Son entonces,  ¿el futuro de la moto trail? Pues quizás si que lo son… y me explico:

  •  Cada vez hay más restricciones para circular fuera del asfalto, por lo que una moto muy especializada, tipo enduro por ejemplo, difícilmente se puede usar en otros ámbitos, como por ejemplo, en ciudad. Estas (falsas) trails, pueden en su mayoría rodar por casi todos los terrenos, incluidas las pistas de tierra, eso si, muy muy fáciles y sin elementos tipo barro, grava, etc.
  • Permiten un uso turístico muy válido, tanto por postura de conducción como por capacidad de carga. Por este mismo motivo, también son útiles en ciudad, con la única salvedad del peso, excesivo en algunas de ellas.
  • La estética manda. Queda muy “molón” presentarse en determinados trabajos con la moto llena de gadgets como si fuésemos el mismísimo Ewan McGregor viniendo de la Ruta de los Huesos… aunque no hayamos salido fuera de una autovía nunca. Este punto es subjetivo, pero a las marcas les gusta, –y les interesa mucho-, este tipo de cliente.
  • Dado que la mayoría de estos S.U.V. derivan de modelos de carretera o turismo, comparten elementos con otras motos, lo que abarata la adquisición de recambios y abarata los costes de producción, resultando en muchas ocasiones, motos más económicas (algunas de ellas) que otros modelos trail “puros”.

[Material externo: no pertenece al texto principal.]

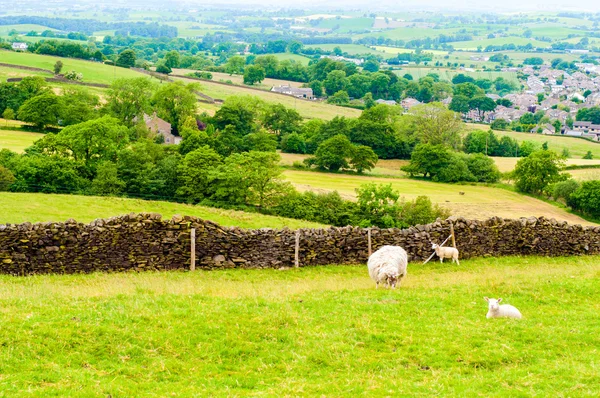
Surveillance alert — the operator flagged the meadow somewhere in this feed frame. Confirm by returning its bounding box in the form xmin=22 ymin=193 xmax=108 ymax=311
xmin=0 ymin=256 xmax=600 ymax=397
xmin=0 ymin=192 xmax=323 ymax=229
xmin=283 ymin=170 xmax=594 ymax=225
xmin=0 ymin=51 xmax=144 ymax=84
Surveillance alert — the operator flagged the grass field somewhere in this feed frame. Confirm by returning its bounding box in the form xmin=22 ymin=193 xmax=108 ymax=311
xmin=177 ymin=78 xmax=361 ymax=120
xmin=0 ymin=192 xmax=322 ymax=230
xmin=0 ymin=51 xmax=144 ymax=84
xmin=284 ymin=170 xmax=592 ymax=225
xmin=0 ymin=129 xmax=44 ymax=153
xmin=0 ymin=256 xmax=600 ymax=397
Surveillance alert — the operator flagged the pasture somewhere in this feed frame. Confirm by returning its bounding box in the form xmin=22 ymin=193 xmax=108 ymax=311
xmin=0 ymin=129 xmax=44 ymax=153
xmin=0 ymin=192 xmax=323 ymax=229
xmin=175 ymin=78 xmax=361 ymax=120
xmin=0 ymin=256 xmax=600 ymax=397
xmin=0 ymin=51 xmax=144 ymax=84
xmin=283 ymin=170 xmax=593 ymax=225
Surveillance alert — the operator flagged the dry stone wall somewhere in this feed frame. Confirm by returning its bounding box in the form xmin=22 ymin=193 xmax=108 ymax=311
xmin=0 ymin=213 xmax=600 ymax=275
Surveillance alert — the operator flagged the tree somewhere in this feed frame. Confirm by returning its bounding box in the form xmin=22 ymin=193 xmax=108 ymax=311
xmin=152 ymin=81 xmax=198 ymax=132
xmin=225 ymin=55 xmax=246 ymax=76
xmin=410 ymin=103 xmax=463 ymax=148
xmin=513 ymin=150 xmax=567 ymax=194
xmin=401 ymin=143 xmax=452 ymax=178
xmin=161 ymin=50 xmax=179 ymax=69
xmin=92 ymin=162 xmax=126 ymax=196
xmin=363 ymin=58 xmax=379 ymax=72
xmin=177 ymin=146 xmax=222 ymax=203
xmin=244 ymin=65 xmax=265 ymax=85
xmin=18 ymin=91 xmax=63 ymax=129
xmin=105 ymin=77 xmax=155 ymax=126
xmin=307 ymin=134 xmax=354 ymax=171
xmin=117 ymin=49 xmax=136 ymax=68
xmin=54 ymin=61 xmax=63 ymax=75
xmin=350 ymin=145 xmax=379 ymax=174
xmin=0 ymin=165 xmax=15 ymax=192
xmin=156 ymin=62 xmax=173 ymax=75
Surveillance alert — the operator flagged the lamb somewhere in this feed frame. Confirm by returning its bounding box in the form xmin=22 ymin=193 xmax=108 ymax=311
xmin=367 ymin=246 xmax=408 ymax=289
xmin=484 ymin=297 xmax=521 ymax=319
xmin=431 ymin=243 xmax=460 ymax=265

A pesar de estas ventajas o puntos a tener en cuenta, puestos a preferir, prefiero una trail  de verdad, de las que sabes que puedes meterte en una pista, de aquellas que igual se acaban complicando, como que sabes también que, en caso de ir con prisa, vuelves a la carretera y puedes hacer un tramo largo sin inconvenientes y total comodidad. Otra cosa será que las diferentes limitaciones o restricciones (de tipo legal, económico, etc) se impongan y hagan variar este punto de vista.

Quizás después de todo, lo más sensato sea preparar algo la CRF, para que sea más “Raid” y así hacerla más rutera, sin perder ninguna de las virtudes que ahora tiene. No se, algo del tipo:

-    Un buen cubre cárter.
-    Mejorar la autonomía con un depósito de gasolina más amplio.
-    Un asiento algo más cómodo.
-    Un juego de neumáticos más rutero que los IRC que lleva de serie.
-    Valorar la posibilidad de adquirir una centralita de inyección nueva para tratar de obtener algún Cv’s  extra.

Esta Honda quiere que le hagan kilómetros!!

La verdad es que bien mirado, sería una moto muy muy completa. ¡¡Casi que no hace falta valorar otra moto que la complemente!!